Tattoo artists create tattoos by pricking the skin repeatedly with a needle that contains dye. A tattoo breaks the skin, so infection, inflammation, allergic reactions and scarring are always a risk. Allergic reactions typically cause itching, while infections cause pain, redness, swelling and pus-like drainage, the Mayo Clinic explains. Inflammation sometimes manifests as small, painless bumps called granulomas. Deposits of scar tissue, called keloids, also occur around some tattoos.
According to the Metanomicon, proper attention to the kind of ink used in the tattooing process minimizes the risk of allergic reactions. Metal-based inks are particularly allergenic, so request an organic, vegetable-based dye if you are prone to allergies.
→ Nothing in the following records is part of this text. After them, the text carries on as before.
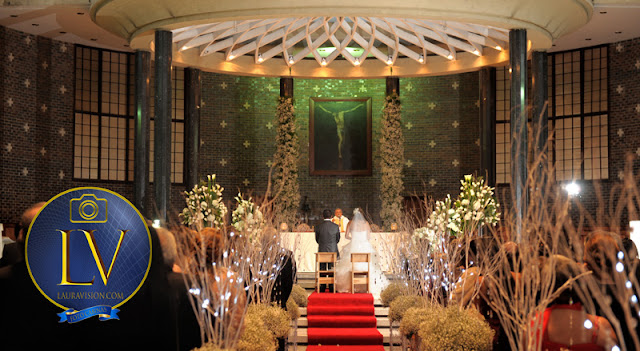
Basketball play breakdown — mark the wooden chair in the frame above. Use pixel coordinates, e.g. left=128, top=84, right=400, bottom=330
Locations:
left=351, top=253, right=371, bottom=293
left=316, top=252, right=336, bottom=293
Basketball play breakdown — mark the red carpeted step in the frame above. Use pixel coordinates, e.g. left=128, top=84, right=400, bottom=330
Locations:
left=308, top=292, right=373, bottom=306
left=307, top=303, right=375, bottom=316
left=307, top=328, right=383, bottom=345
left=307, top=314, right=377, bottom=328
left=307, top=345, right=384, bottom=351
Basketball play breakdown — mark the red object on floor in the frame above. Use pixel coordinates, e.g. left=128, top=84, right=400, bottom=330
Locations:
left=307, top=293, right=384, bottom=351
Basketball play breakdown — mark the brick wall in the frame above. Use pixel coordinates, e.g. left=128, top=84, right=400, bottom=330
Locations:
left=200, top=72, right=479, bottom=221
left=0, top=22, right=640, bottom=231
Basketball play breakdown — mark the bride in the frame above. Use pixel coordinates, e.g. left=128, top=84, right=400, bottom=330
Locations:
left=336, top=208, right=389, bottom=297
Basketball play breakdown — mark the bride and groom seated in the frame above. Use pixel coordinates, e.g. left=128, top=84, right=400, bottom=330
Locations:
left=315, top=208, right=389, bottom=296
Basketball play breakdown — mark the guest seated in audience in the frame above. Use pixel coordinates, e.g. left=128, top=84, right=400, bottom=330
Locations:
left=541, top=255, right=617, bottom=351
left=584, top=232, right=640, bottom=350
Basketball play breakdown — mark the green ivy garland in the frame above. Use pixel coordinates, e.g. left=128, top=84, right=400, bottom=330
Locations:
left=380, top=94, right=404, bottom=229
left=273, top=97, right=300, bottom=225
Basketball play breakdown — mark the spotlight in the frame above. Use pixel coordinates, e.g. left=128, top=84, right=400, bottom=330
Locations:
left=564, top=182, right=580, bottom=196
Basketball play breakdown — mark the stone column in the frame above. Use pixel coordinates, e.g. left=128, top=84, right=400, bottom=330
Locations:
left=480, top=67, right=496, bottom=187
left=184, top=68, right=202, bottom=190
left=153, top=30, right=173, bottom=223
left=133, top=51, right=151, bottom=217
left=509, top=29, right=528, bottom=241
left=531, top=51, right=549, bottom=198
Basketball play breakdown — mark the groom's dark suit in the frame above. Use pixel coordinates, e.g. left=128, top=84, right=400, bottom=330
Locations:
left=316, top=220, right=340, bottom=255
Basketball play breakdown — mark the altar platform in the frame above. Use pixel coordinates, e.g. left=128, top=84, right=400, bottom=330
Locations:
left=281, top=232, right=398, bottom=273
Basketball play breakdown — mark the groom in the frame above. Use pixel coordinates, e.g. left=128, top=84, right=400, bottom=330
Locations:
left=316, top=210, right=340, bottom=292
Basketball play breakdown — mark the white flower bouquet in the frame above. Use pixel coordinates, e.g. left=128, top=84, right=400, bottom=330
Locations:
left=180, top=174, right=227, bottom=230
left=231, top=194, right=264, bottom=244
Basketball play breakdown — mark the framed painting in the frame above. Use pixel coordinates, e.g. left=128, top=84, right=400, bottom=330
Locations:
left=309, top=98, right=372, bottom=175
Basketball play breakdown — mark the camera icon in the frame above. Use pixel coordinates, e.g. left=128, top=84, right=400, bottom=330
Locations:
left=69, top=194, right=107, bottom=223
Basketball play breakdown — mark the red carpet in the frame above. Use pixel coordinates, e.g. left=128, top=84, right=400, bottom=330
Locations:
left=307, top=293, right=384, bottom=351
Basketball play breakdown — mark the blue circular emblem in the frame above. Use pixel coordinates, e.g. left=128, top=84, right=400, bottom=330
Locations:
left=26, top=187, right=151, bottom=323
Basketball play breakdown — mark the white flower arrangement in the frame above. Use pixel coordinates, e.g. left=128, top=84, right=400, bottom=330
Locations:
left=427, top=175, right=500, bottom=237
left=180, top=174, right=227, bottom=229
left=231, top=194, right=264, bottom=244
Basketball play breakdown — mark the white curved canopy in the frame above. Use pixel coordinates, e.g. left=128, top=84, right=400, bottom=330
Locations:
left=173, top=17, right=509, bottom=66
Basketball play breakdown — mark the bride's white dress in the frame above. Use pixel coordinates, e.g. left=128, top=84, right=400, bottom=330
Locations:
left=336, top=231, right=389, bottom=297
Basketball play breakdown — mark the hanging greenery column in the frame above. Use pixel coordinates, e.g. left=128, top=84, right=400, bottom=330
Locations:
left=380, top=93, right=404, bottom=229
left=273, top=97, right=300, bottom=227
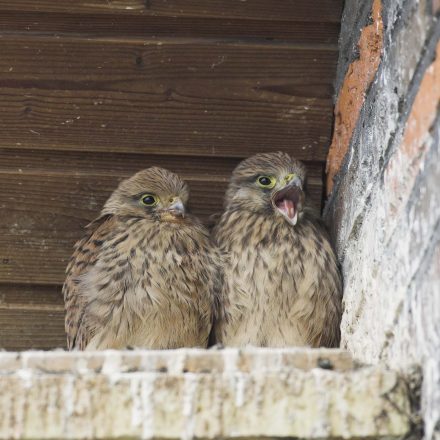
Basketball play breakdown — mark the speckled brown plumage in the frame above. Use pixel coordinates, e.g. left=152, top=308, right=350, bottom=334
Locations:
left=214, top=152, right=342, bottom=347
left=63, top=167, right=222, bottom=349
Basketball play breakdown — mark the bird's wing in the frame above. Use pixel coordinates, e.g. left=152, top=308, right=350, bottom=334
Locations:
left=63, top=215, right=116, bottom=350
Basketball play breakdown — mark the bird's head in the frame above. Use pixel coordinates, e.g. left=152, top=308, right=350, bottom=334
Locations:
left=225, top=152, right=306, bottom=225
left=102, top=167, right=189, bottom=223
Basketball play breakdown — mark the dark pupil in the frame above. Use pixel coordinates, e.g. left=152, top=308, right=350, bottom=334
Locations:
left=142, top=196, right=154, bottom=205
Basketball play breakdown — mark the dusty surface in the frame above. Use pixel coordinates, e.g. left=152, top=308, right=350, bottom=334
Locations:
left=326, top=0, right=383, bottom=194
left=326, top=0, right=440, bottom=440
left=0, top=349, right=409, bottom=439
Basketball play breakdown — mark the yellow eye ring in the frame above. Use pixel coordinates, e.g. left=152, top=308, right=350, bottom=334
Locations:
left=141, top=194, right=159, bottom=206
left=257, top=176, right=277, bottom=189
left=284, top=173, right=296, bottom=183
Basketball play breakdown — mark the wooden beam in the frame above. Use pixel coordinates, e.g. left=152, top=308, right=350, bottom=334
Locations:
left=0, top=37, right=336, bottom=160
left=0, top=0, right=342, bottom=23
left=0, top=11, right=339, bottom=45
left=0, top=150, right=322, bottom=285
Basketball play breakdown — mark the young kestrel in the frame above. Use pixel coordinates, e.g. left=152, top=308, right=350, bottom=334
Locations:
left=214, top=152, right=342, bottom=347
left=63, top=167, right=222, bottom=350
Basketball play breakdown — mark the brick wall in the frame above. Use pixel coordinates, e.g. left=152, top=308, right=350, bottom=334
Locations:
left=325, top=0, right=440, bottom=439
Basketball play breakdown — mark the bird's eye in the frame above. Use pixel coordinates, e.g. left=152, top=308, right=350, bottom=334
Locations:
left=257, top=176, right=277, bottom=189
left=141, top=194, right=159, bottom=206
left=284, top=173, right=296, bottom=183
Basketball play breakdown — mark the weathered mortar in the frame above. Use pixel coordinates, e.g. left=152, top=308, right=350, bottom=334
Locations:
left=325, top=0, right=440, bottom=439
left=0, top=349, right=409, bottom=439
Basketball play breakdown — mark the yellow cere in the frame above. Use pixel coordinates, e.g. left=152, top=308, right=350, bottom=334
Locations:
left=141, top=194, right=159, bottom=206
left=257, top=176, right=277, bottom=189
left=284, top=174, right=296, bottom=183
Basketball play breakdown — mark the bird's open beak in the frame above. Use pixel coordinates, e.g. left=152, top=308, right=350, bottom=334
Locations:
left=272, top=183, right=304, bottom=225
left=164, top=197, right=185, bottom=217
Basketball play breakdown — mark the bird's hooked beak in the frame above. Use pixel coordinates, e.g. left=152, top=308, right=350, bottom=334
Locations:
left=272, top=181, right=304, bottom=225
left=164, top=197, right=185, bottom=217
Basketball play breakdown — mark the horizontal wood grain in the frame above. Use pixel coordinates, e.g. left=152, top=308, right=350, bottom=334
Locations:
left=0, top=11, right=339, bottom=44
left=0, top=0, right=342, bottom=350
left=0, top=35, right=337, bottom=84
left=0, top=0, right=342, bottom=23
left=0, top=150, right=322, bottom=285
left=0, top=148, right=324, bottom=181
left=0, top=307, right=66, bottom=350
left=0, top=36, right=336, bottom=160
left=0, top=283, right=64, bottom=312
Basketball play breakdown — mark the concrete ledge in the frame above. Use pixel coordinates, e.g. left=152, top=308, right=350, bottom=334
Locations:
left=0, top=349, right=409, bottom=439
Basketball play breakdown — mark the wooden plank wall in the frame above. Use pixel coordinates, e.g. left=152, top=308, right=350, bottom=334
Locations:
left=0, top=0, right=342, bottom=349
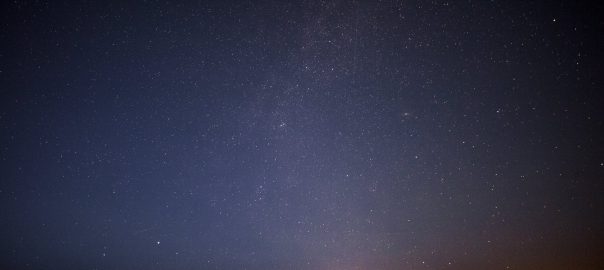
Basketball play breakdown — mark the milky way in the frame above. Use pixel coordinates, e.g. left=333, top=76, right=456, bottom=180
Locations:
left=0, top=0, right=604, bottom=270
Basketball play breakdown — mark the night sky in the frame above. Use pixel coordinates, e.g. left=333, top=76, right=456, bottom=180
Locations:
left=0, top=0, right=604, bottom=270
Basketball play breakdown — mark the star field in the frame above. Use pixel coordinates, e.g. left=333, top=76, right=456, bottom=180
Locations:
left=0, top=0, right=604, bottom=270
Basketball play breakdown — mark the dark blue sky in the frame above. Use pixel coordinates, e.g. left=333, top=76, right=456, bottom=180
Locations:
left=0, top=1, right=604, bottom=270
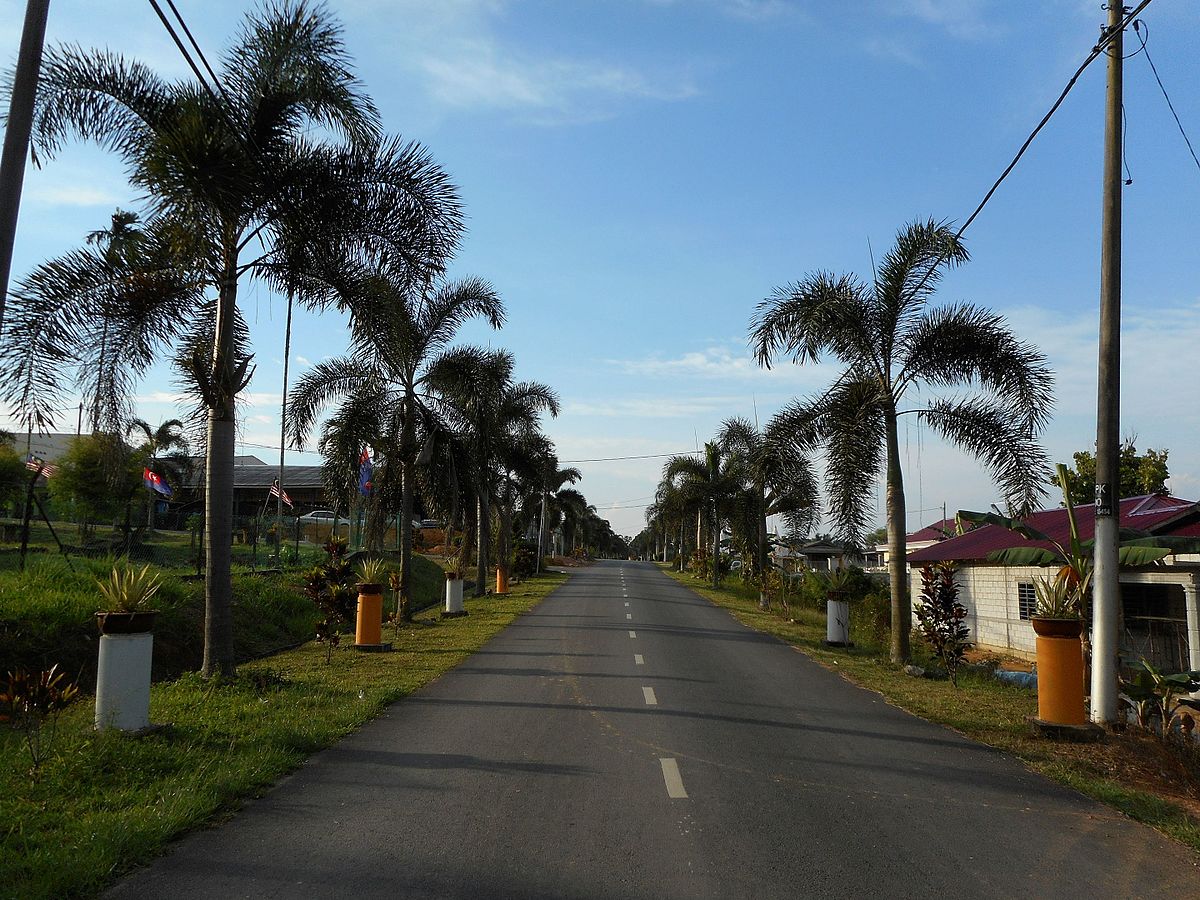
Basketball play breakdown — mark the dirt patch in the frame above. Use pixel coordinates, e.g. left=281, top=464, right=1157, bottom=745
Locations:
left=547, top=557, right=596, bottom=569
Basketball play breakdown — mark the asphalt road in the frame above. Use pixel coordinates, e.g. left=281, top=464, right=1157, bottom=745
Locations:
left=112, top=562, right=1200, bottom=900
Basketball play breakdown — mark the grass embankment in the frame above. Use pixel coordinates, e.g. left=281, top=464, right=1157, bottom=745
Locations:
left=0, top=553, right=444, bottom=690
left=667, top=571, right=1200, bottom=851
left=0, top=574, right=565, bottom=900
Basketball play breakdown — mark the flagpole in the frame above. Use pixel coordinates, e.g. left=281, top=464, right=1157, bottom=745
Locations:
left=275, top=290, right=292, bottom=566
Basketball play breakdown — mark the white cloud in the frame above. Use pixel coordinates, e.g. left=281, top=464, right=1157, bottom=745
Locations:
left=648, top=0, right=804, bottom=22
left=419, top=38, right=698, bottom=122
left=888, top=0, right=996, bottom=40
left=562, top=396, right=731, bottom=419
left=238, top=391, right=283, bottom=408
left=605, top=342, right=836, bottom=388
left=25, top=180, right=128, bottom=206
left=863, top=37, right=926, bottom=68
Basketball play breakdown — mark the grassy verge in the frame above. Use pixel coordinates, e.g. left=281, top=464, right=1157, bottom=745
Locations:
left=0, top=553, right=445, bottom=688
left=667, top=571, right=1200, bottom=851
left=0, top=574, right=565, bottom=900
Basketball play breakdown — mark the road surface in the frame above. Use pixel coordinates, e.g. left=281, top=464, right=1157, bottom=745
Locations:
left=112, top=562, right=1200, bottom=900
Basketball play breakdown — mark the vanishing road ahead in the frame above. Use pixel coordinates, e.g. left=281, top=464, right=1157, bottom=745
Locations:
left=113, top=562, right=1200, bottom=900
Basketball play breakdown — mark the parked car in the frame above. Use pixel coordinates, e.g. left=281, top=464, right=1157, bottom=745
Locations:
left=300, top=509, right=346, bottom=526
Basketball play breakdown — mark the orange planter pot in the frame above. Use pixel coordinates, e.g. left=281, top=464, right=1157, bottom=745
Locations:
left=354, top=584, right=383, bottom=647
left=1033, top=618, right=1087, bottom=725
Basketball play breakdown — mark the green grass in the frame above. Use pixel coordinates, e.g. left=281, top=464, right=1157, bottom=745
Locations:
left=0, top=553, right=444, bottom=686
left=667, top=571, right=1200, bottom=851
left=0, top=574, right=565, bottom=900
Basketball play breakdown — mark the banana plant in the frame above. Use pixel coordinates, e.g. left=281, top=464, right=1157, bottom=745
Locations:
left=959, top=463, right=1180, bottom=587
left=1121, top=660, right=1200, bottom=738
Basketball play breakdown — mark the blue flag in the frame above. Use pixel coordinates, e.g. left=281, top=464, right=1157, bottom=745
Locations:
left=359, top=448, right=372, bottom=497
left=142, top=469, right=172, bottom=497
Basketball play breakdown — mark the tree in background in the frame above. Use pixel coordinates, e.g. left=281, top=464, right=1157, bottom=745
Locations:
left=7, top=0, right=461, bottom=676
left=716, top=419, right=820, bottom=610
left=750, top=221, right=1054, bottom=662
left=128, top=419, right=190, bottom=533
left=1051, top=436, right=1171, bottom=505
left=49, top=432, right=145, bottom=538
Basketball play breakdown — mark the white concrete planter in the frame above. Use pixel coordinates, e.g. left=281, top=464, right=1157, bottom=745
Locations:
left=826, top=600, right=850, bottom=647
left=445, top=578, right=463, bottom=616
left=96, top=631, right=154, bottom=731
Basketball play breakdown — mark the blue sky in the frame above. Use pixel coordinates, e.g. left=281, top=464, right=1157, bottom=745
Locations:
left=0, top=0, right=1200, bottom=534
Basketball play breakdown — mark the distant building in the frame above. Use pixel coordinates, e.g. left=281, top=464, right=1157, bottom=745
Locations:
left=908, top=494, right=1200, bottom=671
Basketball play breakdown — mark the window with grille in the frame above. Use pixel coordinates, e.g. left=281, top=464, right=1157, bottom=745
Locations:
left=1016, top=581, right=1038, bottom=619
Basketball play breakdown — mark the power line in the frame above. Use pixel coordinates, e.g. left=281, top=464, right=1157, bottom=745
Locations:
left=559, top=450, right=700, bottom=464
left=912, top=0, right=1152, bottom=303
left=1133, top=19, right=1200, bottom=177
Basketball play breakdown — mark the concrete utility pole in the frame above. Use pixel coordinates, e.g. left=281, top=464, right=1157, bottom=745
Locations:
left=1091, top=2, right=1124, bottom=725
left=0, top=0, right=50, bottom=334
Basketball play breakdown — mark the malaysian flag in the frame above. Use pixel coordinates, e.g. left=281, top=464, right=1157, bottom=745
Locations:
left=25, top=454, right=59, bottom=478
left=271, top=479, right=292, bottom=509
left=359, top=446, right=373, bottom=497
left=142, top=468, right=173, bottom=497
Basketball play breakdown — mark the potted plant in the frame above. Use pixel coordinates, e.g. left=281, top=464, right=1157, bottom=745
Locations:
left=96, top=565, right=162, bottom=635
left=95, top=565, right=162, bottom=732
left=354, top=559, right=391, bottom=650
left=1031, top=564, right=1092, bottom=728
left=442, top=541, right=467, bottom=619
left=823, top=569, right=851, bottom=647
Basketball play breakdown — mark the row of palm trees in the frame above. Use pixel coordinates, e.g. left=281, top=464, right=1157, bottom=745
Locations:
left=642, top=221, right=1054, bottom=661
left=0, top=0, right=619, bottom=676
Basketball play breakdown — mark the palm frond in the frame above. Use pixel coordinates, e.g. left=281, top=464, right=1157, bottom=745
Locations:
left=919, top=397, right=1050, bottom=517
left=286, top=356, right=384, bottom=446
left=875, top=218, right=971, bottom=335
left=750, top=272, right=877, bottom=368
left=898, top=304, right=1054, bottom=432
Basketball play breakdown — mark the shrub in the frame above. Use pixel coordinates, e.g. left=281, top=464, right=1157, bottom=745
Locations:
left=0, top=665, right=79, bottom=780
left=914, top=563, right=971, bottom=688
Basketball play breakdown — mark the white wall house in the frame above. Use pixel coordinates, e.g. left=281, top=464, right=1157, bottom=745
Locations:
left=908, top=497, right=1200, bottom=671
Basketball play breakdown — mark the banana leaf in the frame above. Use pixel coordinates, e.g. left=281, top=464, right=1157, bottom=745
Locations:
left=958, top=509, right=1052, bottom=552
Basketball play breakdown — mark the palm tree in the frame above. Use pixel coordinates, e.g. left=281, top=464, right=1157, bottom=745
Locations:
left=716, top=418, right=818, bottom=608
left=750, top=221, right=1054, bottom=662
left=430, top=350, right=558, bottom=596
left=84, top=209, right=143, bottom=431
left=127, top=419, right=187, bottom=534
left=0, top=0, right=461, bottom=676
left=288, top=271, right=504, bottom=608
left=662, top=442, right=744, bottom=588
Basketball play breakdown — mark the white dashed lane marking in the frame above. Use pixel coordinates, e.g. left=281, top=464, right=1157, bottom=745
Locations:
left=659, top=757, right=688, bottom=800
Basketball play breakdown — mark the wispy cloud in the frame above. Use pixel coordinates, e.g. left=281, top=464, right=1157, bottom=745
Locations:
left=25, top=180, right=128, bottom=206
left=863, top=37, right=926, bottom=68
left=419, top=38, right=698, bottom=122
left=350, top=0, right=700, bottom=125
left=888, top=0, right=1000, bottom=41
left=605, top=343, right=834, bottom=388
left=562, top=396, right=731, bottom=419
left=648, top=0, right=806, bottom=22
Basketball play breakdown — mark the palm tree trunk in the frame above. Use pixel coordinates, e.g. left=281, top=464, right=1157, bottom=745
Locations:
left=200, top=260, right=238, bottom=678
left=713, top=500, right=721, bottom=588
left=397, top=391, right=416, bottom=622
left=884, top=409, right=912, bottom=662
left=475, top=485, right=492, bottom=596
left=755, top=485, right=770, bottom=610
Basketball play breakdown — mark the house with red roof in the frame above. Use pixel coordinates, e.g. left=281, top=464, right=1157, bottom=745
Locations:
left=908, top=494, right=1200, bottom=671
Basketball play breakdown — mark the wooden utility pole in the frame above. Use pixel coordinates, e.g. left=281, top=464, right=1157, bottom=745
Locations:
left=1091, top=2, right=1124, bottom=724
left=0, top=0, right=50, bottom=332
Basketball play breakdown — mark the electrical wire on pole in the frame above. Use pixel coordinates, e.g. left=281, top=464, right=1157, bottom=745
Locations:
left=0, top=0, right=50, bottom=345
left=1090, top=2, right=1126, bottom=725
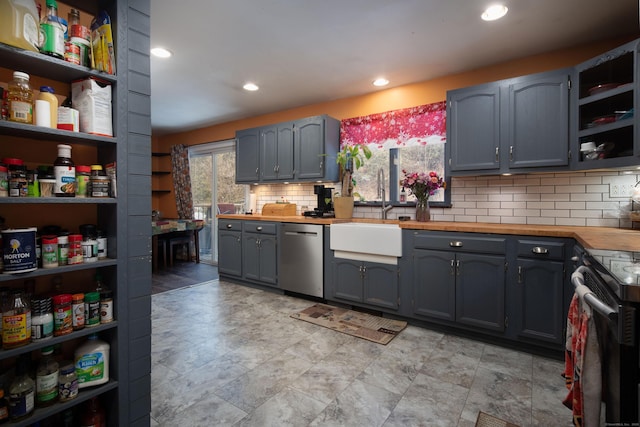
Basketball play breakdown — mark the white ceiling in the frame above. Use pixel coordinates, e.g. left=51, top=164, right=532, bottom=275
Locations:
left=151, top=0, right=639, bottom=135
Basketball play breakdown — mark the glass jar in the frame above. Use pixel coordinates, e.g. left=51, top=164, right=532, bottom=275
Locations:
left=31, top=297, right=53, bottom=342
left=84, top=292, right=100, bottom=328
left=9, top=71, right=33, bottom=125
left=36, top=346, right=59, bottom=408
left=58, top=362, right=78, bottom=402
left=67, top=234, right=84, bottom=265
left=2, top=290, right=31, bottom=349
left=41, top=236, right=58, bottom=268
left=53, top=294, right=73, bottom=337
left=71, top=293, right=85, bottom=331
Skin reactions are also minimized with proper aftercare of the tattoo. Metanomicon says to wash the area gently with warm, soapy water, and pat it dry with clean paper towels. Use a non-greasy moisturizer, and avoid petroleum jelly, antibiotic ointments or topical antihistamines, such as diphenhydramine spray or hydrocortisone. Within four to six hours, remove the dressing that the tattoo artist applied, and leave the area open to the air. Take showers rather than baths, and don't go swimming until the area is completely healed.